This is Ctrl + ←, our weekly data journalism roundup. You’ll find the most-read FiveThirtyEight articles of the past week, as well as gems we spotted elsewhere on the Internet.
MOST READ:
- A Statistical Appreciation of the Washington Generals And Harlem Globetrotters
- How to Tell Someone’s Age When All You Know Is Her Name
- Billion-Dollar Billy Beane
- America’s Favorite ‘Star Wars’ Movies (And Least Favorite Characters)
- How Rory McIlroy Stacks up to Tiger And Jack
- Red Sox GM Ben Cherington Isn’t Completely Delusional
- Should Travelers Avoid Flying Airlines That Have Had Crashes in the Past?
- North Dakota’s Oil Bonanza Is Unsustainable
- Elizabeth Warren Would Be the Most Liberal Democratic Nominee Since 1972
- What Do We Really Know About the Safety of E-Cigarettes?
ELSEWHERE ON THE INTERNET:
Unhappy New Yorkers: When the National Bureau of Economic Research looked at self-reported well-being in America, New York’s residents came out as the saddest of any large metropolitan area. Danielle Kurtzleben at Vox took up the study, and reproduced this map showing happiness levels after the researchers controlled for income (blue is happy, red not so much).
If the Big Apple inspires so little joy in its residents, why does it draw in so many people, and why don’t unhappy New Yorkers move elsewhere? The researchers, who spotted a similar trend in Boston and L.A., suggested a possible explanation:
“[H]umans are quite understandably willing to sacrifice both happiness and life satisfaction if the price is right. … Indeed, the residents of unhappier metropolitan areas today do receive higher real wages—presumably as compensation for their misery.”
The toll on Gaza’s children: Using fatality figures from the United Nations and the Israeli Defense Forces, Lazaro Gamio and Richard Johnson at The Washington Post created this simple interactive which shows how the toll of violence has escalated since July 8th — and how children have borne the costs of adults’ decisions. Where insufficient information was known, the journalists visualized the death in gray, thus demonstrating a crucial point we raised this week: Numbers are difficult to collect and even harder to verify.
Drought in America: As drought has intensified in California, the Upshot took the time to map where it is most severe and chart how its prevalence has changed in America since 1895. Mike Bostock and Kevin Quealy report that “about 34 percent of the contiguous United States was in at least a moderate drought as of July 22” and show that in August 2012, that figure was 68 percent.

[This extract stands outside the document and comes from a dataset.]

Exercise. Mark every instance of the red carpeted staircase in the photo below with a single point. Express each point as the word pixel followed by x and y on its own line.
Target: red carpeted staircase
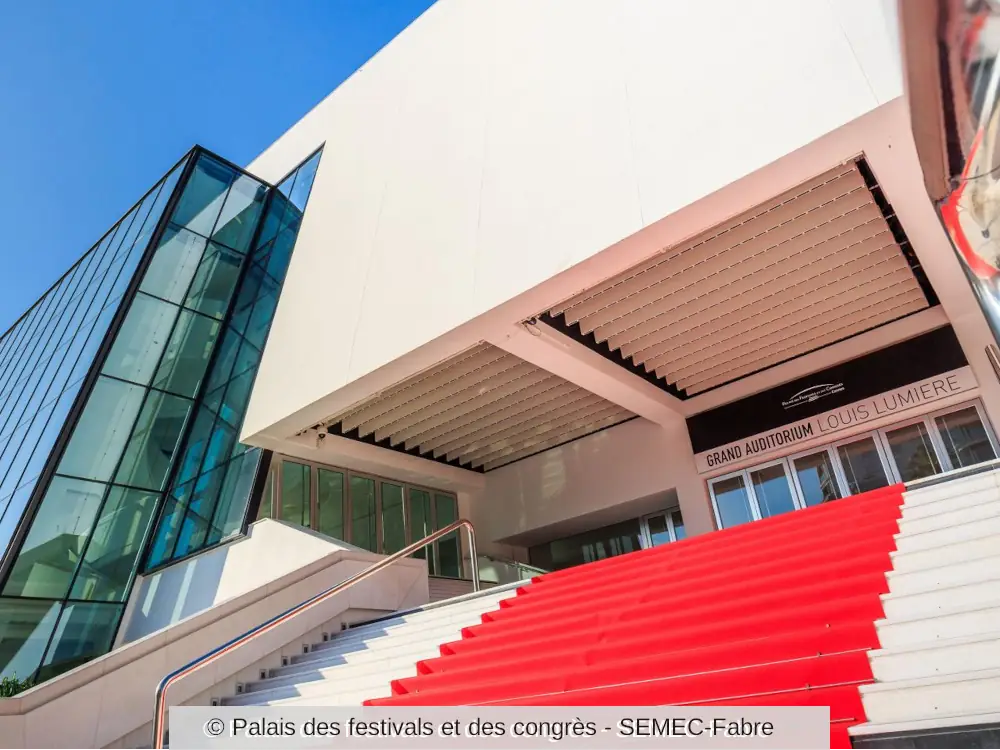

Luke Skywalker vs. Hillary Clinton: We love it when someone takes our data and turns it into something new. So we were delighted when Christopher Ingraham at the Wonkblog took up an article by Walter Hickey on the popularity of “Star Wars” characters and added 2016 presidential candidates into the mix. Ingraham showed how the only movie characters receiving less support than politicians were Emperor Palpatine and Jar Jar Binks.
Stephen Colbert was apparently also tickled by the findings and produced this sketch in which he announced, “I am now officially endorsing Darth Vader for president of the United States.” Colbert’s support could be influential, so rest assured we’ll be factoring it into our prediction model in 2016.
http://www.hulu.com/watch/665924
$110 potato salad: Crowd funding sites have been used for a whole range of objectives — to raise money for a Watermelon holder, a giant sculpture of Lionel Ritchie’s head, and even a Pi Pie Pan (think of the possibilities). But eyebrows were raised when Zack Brown posted an appeal that said, “Basically I’m just making potato salad. I haven’t decided what kind yet” — and received more than $52,000 of donations.
Over at The Atlantic, Rebecca Chao realized she could tell a story about how the potato salad dream became a reality by scraping data on all the donations made on Kickstarter. She found that “69 percent of all backers pledged between $1 and $4 — yet small donors only make up 15 percent of the total campaign funds. In other words, most of the money is coming from a small group of donors. The group that gave the largest share donated between $35 and $49, contributing roughly 40 percent to the total.”
Donors (73 percent of whom were male) were offered rewards depending on the amount pledged. Those giving $110 or more were promised the “platinum potato” reward, earning “the recipe book, the shirt and the hat,” along with a pledge that Brown would say their name aloud while making the potato salad. I’ll leave it up to you to decide whether that’s good value for their money.